Artificial intelligence (AI) models can improve diagnostic accuracy of skin cancer with the most common use of AI in skin cancer diagnostics being classical centralized learning, where patient data are transferred to one site for training and testing to develop AI algorithms. However, this AI approach has raised safety concerns.
“In the medical field, ensuring patient data confidentiality is of utmost importance; consequently, sharing patient data is heavily regulated,” Sarah Haggenmüller, MSc, of the Digital Biomarkers for Oncology Group, National Center for Tumor Diseases, German Cancer Research Center, and colleagues wrote. “Thus, the transfer of patient data to an external facility to generate the envisaged algorithms can raise serious privacy concerns.”
Another type of AI learning called ensemble learning, where institutions can use their own data and computing power to develop separate AI algorithms that merges all decisions into one, is an alternative option to maintain privacy; however, clinics often face resource constraints.
To address these challenges, the authors evaluated a third approach called federated learning.

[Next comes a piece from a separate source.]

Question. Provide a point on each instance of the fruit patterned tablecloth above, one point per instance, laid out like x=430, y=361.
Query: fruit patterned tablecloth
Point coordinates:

Federated learning allows for an institution to train its own model with its own data while communication and aggregation are executed by a central coordinator.
In their study, the authors compared federated learning to centralized and ensemble learning using area under the receiver operating characteristic curve (AUROC) to judge each approach’s diagnostic performance.
Results showed that the federated approach (AUROC, 0.8579; 95% CI, 0.7693-0.9299) performed significantly worse than the centralized (AUROC, 0.9024; 95% CI, 0.8379-0.9565) and ensemble approach (AUROC, 0.8867; 95% CI, 0.8103-0.9481) on a holdout test dataset.
However, federated learning (AUROC, 0.9126; 95% CI, 0.881-0.9412) performed better than centralized learning (AUROC, 0.9045; 95% CI, 0.8701-0.9331) on an external test dataset, whereas ensemble learning performed better than both (AUROC, 0.9227; 95% CI, 0.8941-0.9479).
This has led the authors to conclude that federated learning has the potential to achieve at least an on-par performance to centralized learning making it “a reliable alternative for the classification of [invasive melanomas] and nevi,” they said.
“Additionally, [federated learning] empowers institutions to contribute to the development of AI models, even with relatively small datasets or strict data protection rules, thereby fostering collaboration across institutions and countries,” the authors added.